On September 29, 1995, about 1455 eastern daylight time, a Piper PA-28-161, N3203Q, collided with a tree during a forced landing, following the takeoff, at the Rutland Airport, Rutland, Vermont. The airplane was substantially damaged. The private pilot and two passengers were not injured. Visual meteorological conditions prevailed, and no flight plan had been filed. The local, personal flight was conducted under 14 CFR Part 91.

According to the Federal Aviation Administration (FAA) Inspector, the pilot landed at Rutland, and the airplane was refueled. The pilot then started the engine and taxied to runway 13 for departure. During the takeoff, the engine lost power, and the pilot performed a forced landing, during which the airplane impacted a tree and barn.

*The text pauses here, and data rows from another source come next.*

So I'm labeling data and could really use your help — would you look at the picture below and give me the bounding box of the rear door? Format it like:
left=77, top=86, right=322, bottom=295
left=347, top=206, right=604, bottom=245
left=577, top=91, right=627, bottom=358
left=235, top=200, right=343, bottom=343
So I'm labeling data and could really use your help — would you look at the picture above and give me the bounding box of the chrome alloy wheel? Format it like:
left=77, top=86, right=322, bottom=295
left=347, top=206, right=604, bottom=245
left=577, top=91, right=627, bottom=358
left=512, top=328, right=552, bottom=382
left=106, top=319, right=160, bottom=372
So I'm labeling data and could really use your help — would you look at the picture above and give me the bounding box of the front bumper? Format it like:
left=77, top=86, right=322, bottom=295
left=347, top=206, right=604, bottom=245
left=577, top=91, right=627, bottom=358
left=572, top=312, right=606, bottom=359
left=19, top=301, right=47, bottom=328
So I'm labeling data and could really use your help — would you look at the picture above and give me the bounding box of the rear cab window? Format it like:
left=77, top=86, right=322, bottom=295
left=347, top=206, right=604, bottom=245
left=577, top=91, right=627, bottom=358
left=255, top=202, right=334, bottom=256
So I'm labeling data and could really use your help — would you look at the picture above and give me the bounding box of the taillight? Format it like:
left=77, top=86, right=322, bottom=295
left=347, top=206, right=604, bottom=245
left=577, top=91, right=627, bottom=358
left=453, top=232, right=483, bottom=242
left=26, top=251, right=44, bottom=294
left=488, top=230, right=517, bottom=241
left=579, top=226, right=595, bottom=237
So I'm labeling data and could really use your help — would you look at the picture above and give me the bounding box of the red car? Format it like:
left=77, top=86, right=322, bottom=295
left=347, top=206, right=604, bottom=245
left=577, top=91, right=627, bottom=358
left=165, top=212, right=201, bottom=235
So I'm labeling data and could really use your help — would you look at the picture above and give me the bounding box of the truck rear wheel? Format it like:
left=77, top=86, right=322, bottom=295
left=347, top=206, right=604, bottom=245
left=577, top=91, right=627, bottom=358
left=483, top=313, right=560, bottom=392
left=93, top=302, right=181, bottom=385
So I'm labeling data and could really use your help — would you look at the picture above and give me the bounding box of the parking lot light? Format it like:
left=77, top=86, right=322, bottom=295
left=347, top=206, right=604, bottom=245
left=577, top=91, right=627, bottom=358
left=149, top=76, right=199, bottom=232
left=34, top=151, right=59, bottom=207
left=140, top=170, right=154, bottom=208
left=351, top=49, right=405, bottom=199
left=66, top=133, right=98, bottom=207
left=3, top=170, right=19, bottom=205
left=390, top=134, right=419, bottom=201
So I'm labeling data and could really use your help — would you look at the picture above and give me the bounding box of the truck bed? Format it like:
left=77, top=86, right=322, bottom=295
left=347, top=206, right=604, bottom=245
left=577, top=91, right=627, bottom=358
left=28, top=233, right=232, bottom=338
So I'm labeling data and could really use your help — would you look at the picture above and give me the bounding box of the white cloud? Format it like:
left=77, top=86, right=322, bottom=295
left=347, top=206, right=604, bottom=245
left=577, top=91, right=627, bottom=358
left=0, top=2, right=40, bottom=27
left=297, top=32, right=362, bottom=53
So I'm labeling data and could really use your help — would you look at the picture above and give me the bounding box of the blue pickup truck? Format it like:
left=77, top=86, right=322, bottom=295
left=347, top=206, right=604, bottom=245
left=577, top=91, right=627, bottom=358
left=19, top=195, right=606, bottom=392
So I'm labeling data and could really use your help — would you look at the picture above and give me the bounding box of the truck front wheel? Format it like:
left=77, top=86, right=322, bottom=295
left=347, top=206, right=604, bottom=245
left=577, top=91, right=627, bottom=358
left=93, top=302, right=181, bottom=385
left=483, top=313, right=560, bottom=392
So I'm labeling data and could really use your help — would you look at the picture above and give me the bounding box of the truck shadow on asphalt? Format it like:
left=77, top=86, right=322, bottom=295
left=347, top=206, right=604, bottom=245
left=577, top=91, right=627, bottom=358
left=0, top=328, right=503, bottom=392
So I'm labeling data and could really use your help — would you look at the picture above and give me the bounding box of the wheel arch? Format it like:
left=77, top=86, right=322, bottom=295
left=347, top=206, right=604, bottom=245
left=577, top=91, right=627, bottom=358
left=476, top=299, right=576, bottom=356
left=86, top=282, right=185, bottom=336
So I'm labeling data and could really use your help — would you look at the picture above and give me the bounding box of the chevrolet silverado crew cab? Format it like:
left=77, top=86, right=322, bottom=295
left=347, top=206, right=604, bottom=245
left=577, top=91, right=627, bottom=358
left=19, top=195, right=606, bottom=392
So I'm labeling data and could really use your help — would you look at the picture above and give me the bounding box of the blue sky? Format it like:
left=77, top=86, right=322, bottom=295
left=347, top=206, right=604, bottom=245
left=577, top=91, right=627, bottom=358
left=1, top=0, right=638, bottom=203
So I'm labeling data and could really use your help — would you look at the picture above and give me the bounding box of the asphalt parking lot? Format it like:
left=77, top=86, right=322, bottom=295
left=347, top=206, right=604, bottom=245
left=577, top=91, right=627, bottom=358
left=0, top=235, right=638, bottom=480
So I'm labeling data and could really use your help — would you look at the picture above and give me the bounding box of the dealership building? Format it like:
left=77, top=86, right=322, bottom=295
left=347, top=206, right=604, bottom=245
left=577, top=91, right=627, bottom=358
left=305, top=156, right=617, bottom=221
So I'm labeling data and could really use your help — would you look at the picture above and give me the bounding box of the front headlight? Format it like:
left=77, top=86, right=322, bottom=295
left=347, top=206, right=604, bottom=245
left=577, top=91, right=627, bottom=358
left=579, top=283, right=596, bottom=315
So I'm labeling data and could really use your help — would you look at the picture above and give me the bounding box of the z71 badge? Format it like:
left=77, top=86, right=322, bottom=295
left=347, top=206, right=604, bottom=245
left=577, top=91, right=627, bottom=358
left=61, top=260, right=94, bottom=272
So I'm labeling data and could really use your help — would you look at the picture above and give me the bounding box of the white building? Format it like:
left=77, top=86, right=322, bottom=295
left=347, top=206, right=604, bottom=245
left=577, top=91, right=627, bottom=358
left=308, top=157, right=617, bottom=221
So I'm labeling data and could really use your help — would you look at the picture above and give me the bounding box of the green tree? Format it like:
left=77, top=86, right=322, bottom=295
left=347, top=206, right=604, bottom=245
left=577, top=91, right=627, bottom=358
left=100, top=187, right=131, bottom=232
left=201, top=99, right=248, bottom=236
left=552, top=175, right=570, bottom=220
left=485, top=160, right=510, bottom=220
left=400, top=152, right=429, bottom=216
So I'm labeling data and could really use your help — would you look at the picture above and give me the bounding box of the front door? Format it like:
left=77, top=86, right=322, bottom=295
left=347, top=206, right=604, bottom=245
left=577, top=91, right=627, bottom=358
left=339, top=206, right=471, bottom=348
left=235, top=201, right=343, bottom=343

Additionally, witnesses reported that the engine sounded rough during the takeoff roll, and the airplane did not climb more than 10' above the ground during the initial takeoff climb. One witness stated:

...I heard what sounded like a four cylinder engine running on two or three cylinders. When the sound got closer, I saw that it was coming from an aircraft (Cherokee or similar) departing runway 13. At the departure end of the runway it was only a few feet above the ground and not climbing. It continued on runway heading for less than a mile when it went out of sight....

The FAA Inspector examined the fuel at the airport and in the airplane and found no discrepancies. Additionally, postaccident examination by the FAA Inspector revealed no evidence of preimpact mechanical malfunction of the engine.

At the time of the accident, the pilot had a total of 80 flight hours.

The pilot was requested by the FAA and the NTSB to submit the NTSB Pilot Operator Aircraft Accident Report, form 6120.1/2. To this date, no such form has been received.